オートクチュールにアメリカの発のtシャツが登場するようになったのは60年代のこと。そのtシャツは1962年夏のクリスチャン・ディオールによる、ストライプのベルベット素材のものであろう。2年後にはニナ・リッチがクレープ生地にパールで縁取りしたイブニング風tシャツを制作し、ジャック・エイムは今のルレックス素材を思わせるラメ入りtシャツを発表した。一方、既製服のメーカーの間では、さまざまな色やデザインのtシャツが製造されるようになった。サイケデリックなプリント、大学名のイニシャル入りのもの、あるいは花柄、色のグラデーション…。
ポリー・マグーお前は誰だ?のヒロインのひとりが名前入りTシャツを着ている。
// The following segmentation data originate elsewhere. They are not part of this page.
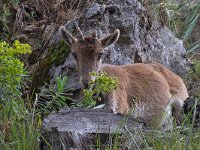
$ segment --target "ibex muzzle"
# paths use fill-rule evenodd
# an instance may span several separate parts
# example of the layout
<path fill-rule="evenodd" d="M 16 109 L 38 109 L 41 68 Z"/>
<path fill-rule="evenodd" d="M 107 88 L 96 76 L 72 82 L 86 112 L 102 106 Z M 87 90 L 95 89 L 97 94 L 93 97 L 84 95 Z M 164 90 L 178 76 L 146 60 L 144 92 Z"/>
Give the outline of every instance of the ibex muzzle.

オリジナルTシャツを作るポイントはこちら。一部で熱狂的に支持されたこの映画は、1966年、写真家のウイリアム・クラインが制作、世界ファッションとメディア展で上映された風刺的作品として有名。
スピードや経済効率を世界中が追い求める今、日本でも、今まで大切に育まれてきたやわらかな感性と情緒が失われていっているのは、とても残念です。こういう時代だからこそ、日本人のやわらかな情緒やすぐれた平衡感覚を大切にしていきたいと思うのです。
移ろい変わりゆくものと、軸のよう に変わらぬものとの絶妙な調和。